CIO East Africa (Nairobi)

29 April 2014

Nigeria: Central Bank of Nigeria Threatens to Sanction Banks Over Increased Fraud

Banks in Nigeria have until November 30 to meet specified payment card security specifications or face sanctions as the Central Bank of Nigeria (CBN) steps up the fight against fraud.

In a move deemed as a major step towards maintaining personal and account information security in processing card payments, the CBN in a circular recalled an earlier circular that had given banks up to December 2012 to comply with the payment card industry data security standards.

This is a major step to safeguarding personal and account information conveyed in processing card payments.

"Circular on timeline for PCIDSS certification by all deposit money banks, switches, processors," threatened to "invoke appropriate sanctions for non-compliance with the provisions of this circular." Read a circular from the director of Banking & Payments Systems Department, Dipo Fatokun.

The new extension is expected to enable banks that have been unable to complete the certification process meet the new deadlines even as the bank announced it has also engaged the services of three Qualified Security Assessors (QSAs) to conduct pre-certification assessment of banks to determine their readiness.

"The result of the assessment showed that while many banks and processors have complied with the standards, some are at various stages of compliance."

According to a report released in February 2014 this year detailing the fraud and forgery cases among Nigerian banks showed that there was an increase in the number of fraud cases in the country from the previously recorded 2300 cases to 2478 cases.

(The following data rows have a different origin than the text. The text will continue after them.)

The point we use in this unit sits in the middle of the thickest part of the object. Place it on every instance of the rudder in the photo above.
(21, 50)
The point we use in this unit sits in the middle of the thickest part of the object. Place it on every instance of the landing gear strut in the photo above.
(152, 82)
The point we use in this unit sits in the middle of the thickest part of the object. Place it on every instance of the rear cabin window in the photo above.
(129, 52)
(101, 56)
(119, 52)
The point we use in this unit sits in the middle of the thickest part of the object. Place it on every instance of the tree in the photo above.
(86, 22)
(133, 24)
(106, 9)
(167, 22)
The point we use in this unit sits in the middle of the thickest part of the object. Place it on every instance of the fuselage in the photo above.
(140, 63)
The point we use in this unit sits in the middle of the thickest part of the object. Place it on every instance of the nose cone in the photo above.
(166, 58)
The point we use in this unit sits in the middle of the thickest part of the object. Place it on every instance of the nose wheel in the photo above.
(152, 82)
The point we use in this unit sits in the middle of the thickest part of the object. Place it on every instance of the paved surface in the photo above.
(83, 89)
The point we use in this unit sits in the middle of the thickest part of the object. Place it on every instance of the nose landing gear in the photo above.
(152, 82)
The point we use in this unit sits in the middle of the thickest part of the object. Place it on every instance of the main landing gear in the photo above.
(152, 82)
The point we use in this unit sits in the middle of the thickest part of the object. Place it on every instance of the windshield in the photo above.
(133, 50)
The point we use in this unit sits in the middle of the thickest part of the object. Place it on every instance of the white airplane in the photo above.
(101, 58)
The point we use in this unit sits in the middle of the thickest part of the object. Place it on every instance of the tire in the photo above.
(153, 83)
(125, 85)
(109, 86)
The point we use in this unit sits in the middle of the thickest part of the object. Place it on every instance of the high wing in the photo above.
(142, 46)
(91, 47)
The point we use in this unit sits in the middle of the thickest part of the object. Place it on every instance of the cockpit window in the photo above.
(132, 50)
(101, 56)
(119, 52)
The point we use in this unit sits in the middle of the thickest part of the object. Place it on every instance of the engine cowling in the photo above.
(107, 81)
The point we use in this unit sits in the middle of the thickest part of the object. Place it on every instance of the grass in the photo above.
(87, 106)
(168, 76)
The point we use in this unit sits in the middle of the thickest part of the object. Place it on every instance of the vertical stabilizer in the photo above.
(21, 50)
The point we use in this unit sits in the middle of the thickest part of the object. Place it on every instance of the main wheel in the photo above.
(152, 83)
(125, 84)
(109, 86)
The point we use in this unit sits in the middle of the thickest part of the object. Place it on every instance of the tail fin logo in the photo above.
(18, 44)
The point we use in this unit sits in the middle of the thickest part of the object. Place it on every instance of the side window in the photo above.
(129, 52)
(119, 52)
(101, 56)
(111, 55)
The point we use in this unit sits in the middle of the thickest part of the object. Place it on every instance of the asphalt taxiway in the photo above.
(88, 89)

In value the new cases were valued at approximately $139 million a jump from the previous $43.5 million in the same period of 2012.

The fraud was carried through diverse means including: theft, illegal funds transfer, fraudulent withdrawals from customers' accounts, cheque defalcations, suppression and conversion of customers' deposits, and fraudulent ATM withdrawals.

"To mitigate the increased operational risk as a result of these frauds, several measures were recommended to improve the DMBs risk management control function. These measures included the implementation of stricter internal control, improved technology audit to routinely check employees' activities and a more thorough approach to hiring employees for highly sensitive areas of operation," the report added.